Srî Mâ Ânandamayî résolut un jour, au cours d’une conversation importante, l’énigme de sûnya et Mahâsûnya de cette manière :
« La forme est réellement vide. Il faut voir que la liberté de la forme signifie vraiment la réalisation que la forme elle-même est le vide. De cette façon, le monde (du sujet et des objets) se révèle comme vide (sûnya) avant de se fondre dans le Grand Vide (Mahâsûnya). Le vide qui est perçu dans le monde est une partie de « prakrti » et donc encore forme. De ce vide, il faudra procéder au Grand Vide ».(18)

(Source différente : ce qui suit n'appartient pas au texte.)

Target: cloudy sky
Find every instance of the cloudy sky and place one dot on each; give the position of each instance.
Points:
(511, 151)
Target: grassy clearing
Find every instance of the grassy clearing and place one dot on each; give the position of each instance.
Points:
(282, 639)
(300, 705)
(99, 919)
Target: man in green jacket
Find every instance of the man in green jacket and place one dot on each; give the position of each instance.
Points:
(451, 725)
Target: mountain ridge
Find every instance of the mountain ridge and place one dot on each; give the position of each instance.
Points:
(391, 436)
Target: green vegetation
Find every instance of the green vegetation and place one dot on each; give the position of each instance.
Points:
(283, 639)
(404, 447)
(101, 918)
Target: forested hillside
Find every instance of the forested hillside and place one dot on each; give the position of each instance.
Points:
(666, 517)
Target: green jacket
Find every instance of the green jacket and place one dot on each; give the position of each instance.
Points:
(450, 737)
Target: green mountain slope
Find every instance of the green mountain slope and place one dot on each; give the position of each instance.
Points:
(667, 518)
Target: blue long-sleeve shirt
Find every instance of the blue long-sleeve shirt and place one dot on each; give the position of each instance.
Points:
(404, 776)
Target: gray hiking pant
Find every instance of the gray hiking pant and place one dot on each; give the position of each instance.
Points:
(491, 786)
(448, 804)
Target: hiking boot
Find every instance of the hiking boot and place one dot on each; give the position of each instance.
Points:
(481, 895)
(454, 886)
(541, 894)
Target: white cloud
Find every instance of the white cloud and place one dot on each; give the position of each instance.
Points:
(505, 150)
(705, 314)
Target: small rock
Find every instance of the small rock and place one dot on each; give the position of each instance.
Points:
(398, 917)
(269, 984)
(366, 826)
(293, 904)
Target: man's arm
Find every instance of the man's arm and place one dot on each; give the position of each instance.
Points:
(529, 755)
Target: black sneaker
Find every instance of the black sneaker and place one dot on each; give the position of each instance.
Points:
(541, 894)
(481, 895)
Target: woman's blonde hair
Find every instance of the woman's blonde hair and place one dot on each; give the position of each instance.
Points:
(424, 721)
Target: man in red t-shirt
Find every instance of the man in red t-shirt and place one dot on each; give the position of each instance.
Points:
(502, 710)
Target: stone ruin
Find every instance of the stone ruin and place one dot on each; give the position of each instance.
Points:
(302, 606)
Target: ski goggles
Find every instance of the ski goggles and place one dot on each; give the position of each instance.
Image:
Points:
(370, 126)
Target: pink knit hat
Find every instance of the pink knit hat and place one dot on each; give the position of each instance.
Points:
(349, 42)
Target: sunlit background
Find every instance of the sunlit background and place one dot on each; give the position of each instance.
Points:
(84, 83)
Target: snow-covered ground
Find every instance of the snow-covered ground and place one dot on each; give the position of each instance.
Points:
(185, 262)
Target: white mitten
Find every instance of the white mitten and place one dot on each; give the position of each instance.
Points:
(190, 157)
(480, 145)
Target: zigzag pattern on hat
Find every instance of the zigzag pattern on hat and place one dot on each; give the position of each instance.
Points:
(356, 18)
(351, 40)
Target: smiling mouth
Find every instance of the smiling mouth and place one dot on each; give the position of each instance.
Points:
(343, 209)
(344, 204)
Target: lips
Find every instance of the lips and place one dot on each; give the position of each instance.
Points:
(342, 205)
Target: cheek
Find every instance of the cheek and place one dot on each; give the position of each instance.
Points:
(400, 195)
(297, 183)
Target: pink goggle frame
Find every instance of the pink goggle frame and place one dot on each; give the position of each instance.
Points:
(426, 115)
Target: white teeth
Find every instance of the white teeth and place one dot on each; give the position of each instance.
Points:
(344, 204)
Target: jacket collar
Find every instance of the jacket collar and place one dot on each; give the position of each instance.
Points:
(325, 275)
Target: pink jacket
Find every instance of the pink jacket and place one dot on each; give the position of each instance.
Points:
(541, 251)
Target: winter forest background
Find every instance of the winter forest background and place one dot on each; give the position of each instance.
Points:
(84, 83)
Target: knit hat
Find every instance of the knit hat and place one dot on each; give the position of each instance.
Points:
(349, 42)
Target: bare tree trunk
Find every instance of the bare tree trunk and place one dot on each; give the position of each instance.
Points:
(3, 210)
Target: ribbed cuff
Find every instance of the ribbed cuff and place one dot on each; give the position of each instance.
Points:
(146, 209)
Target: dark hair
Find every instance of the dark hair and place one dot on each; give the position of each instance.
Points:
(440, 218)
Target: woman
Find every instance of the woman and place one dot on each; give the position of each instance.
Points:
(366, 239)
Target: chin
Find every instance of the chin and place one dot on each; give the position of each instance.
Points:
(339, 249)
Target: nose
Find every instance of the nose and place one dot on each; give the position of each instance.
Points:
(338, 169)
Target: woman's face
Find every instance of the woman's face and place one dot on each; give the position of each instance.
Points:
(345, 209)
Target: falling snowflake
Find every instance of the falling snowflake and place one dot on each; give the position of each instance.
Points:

Et expliquant « Mahâsûnya », Elle dit à une autre occasion : « Mahâsûnya est Sa forme ».(19) Ce que l’on entend réellement par cette courte déclaration ressortira clairement d’une autre de ses paroles :
« Seul pour le Suprême il est possible d’être tout et pourtant rien, et vice-versa ».(20)
A partir des énoncés ci-dessus, il est évident que la Réalité ou l’Absolu pour Srî Mâ Ânandamayî est une vaste résolution de tous les opposés et une Unité mystique de toutes les contradictions. Ce qui apparaît comme une contradiction pour l’intelligence, est une résolution pour la « révélation ». Là où le mental échoue, la foi l’emporte.(21) A la lumière de cette nouvelle vision et de cette nouvelle perspective, j’étais maintenant capable de comprendre la véritable implication des déclarations négatives et positives sur la Réalité ou Brahman-Âtman, que l’on trouve dans les Upanisads et d’autres Ecritures des religions du monde.
15 : Srî-vidyâ est une science préventive et corrective de la Réalité. Il empêche le voilement de la Vérité et corrige nos perceptions en nous accordant la vraie connaissance et la bonne compréhension.
16 : La philosophie âgama reconnaît et distingue deux types d’ignorance, à savoir : « paurusa-ajnâna » et « bauddha ajnâna » ; et deux types de connaissance, à savoir : « apaurusa-ajnâna » et « bauddha jnâna » ; par la première, on entend l’ignorance inhérente à l’âme et à l’intelligence respectivement : et par la seconde, la suppression de cette ignorance respectivement par la « grâce » et par la pratique de la discipline spirituelle prescrite par son guru.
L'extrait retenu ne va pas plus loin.